Felizmente estou cada vez melhor em realizar uma instalação efetiva e rápida do
Arch. Há um ano eu tinha uma tremenda paranoia em bootar uma distro direto no
terminal. Essa história ainda vai terminar comigo rodando um servidor sério com
Arch. Há quem diga *mimimis* porque não é estável. Tudo depende da aplicação.
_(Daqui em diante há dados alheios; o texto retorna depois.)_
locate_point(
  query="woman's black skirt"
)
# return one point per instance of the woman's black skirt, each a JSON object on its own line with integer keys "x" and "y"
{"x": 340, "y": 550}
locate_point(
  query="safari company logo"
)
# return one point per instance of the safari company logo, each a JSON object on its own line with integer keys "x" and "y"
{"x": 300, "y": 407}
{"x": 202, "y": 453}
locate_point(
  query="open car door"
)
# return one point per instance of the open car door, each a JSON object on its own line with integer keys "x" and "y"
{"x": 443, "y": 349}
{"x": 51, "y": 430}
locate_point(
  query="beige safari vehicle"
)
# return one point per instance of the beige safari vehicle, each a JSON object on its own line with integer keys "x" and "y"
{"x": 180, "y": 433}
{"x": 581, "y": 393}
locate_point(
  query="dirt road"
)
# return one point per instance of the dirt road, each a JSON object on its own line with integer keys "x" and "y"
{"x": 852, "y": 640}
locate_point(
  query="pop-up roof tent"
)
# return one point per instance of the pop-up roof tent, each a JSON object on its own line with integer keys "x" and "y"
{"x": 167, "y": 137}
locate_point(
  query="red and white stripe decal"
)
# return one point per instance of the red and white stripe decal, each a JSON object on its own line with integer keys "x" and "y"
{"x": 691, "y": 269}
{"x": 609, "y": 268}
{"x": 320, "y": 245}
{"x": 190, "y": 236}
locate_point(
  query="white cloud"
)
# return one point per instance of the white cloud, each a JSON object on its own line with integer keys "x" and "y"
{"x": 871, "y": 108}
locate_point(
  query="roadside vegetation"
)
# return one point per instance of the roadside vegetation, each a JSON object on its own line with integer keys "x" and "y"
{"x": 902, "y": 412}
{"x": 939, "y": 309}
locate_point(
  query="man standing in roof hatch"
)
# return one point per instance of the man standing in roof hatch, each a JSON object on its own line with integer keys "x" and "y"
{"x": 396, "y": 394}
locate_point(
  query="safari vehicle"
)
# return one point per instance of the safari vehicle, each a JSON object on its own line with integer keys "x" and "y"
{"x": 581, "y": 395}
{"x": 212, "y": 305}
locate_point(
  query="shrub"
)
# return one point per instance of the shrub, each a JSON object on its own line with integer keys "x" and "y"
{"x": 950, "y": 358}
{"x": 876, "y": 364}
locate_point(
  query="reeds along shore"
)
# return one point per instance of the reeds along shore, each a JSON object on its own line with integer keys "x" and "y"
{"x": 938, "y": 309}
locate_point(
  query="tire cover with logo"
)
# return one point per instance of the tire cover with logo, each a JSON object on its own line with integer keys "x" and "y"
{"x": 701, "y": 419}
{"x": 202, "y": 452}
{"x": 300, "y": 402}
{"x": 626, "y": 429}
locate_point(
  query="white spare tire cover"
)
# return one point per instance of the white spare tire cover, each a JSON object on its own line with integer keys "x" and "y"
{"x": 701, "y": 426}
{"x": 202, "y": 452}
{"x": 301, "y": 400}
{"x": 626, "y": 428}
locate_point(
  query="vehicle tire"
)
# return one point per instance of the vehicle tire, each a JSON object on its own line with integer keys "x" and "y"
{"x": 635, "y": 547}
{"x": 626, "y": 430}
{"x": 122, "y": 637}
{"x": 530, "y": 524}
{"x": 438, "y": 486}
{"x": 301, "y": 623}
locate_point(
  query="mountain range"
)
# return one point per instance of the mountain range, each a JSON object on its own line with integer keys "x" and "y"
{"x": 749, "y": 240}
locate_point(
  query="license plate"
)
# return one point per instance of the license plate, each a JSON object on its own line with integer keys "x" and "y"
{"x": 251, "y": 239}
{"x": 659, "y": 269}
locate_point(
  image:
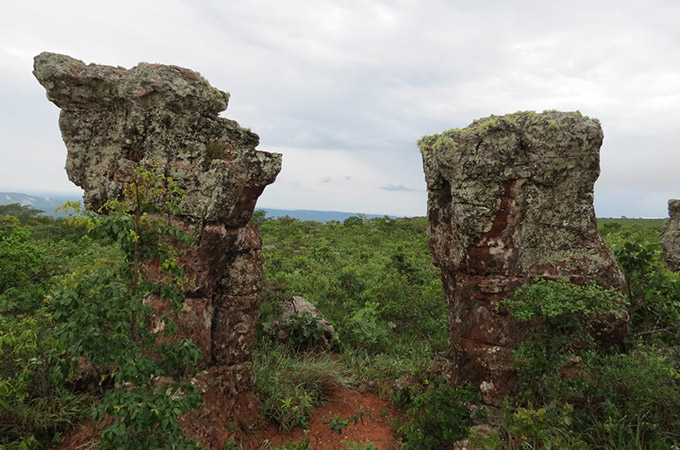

Se
for para rodar uma coisa bem definida, Apache + X + Y + Z, beleza, põe um Debian
    ou CentOS da vida e faz os seus *tweaks*. Mas, se for para trabalhar de
    forma pesada com pacotes, resolver dependências e blábláblá...sério, ainda
    não consigo encontrar nada que supere o
    [pacman](https://wiki.archlinux.org/index.php/Pacman_rosetta) (o Arch é o
    pacman).

Um único dia sem o Arch já foi o suficiente para perceber pelo menos uma dessas
coisas: a) a maioria das distros de Linux é uma porcaria (coração da distro =
*package manager*, ou: vamos instalar mais Windows e OS X por aí) ou b) eu
passei a ficar extremamente dependente e/ou *fanboy* do Arch ou c) alguma coisa
está bastante errada, só falta descobrir o que é.

Off-topic: parece até que eu sou casado com essa distro. *Damn*.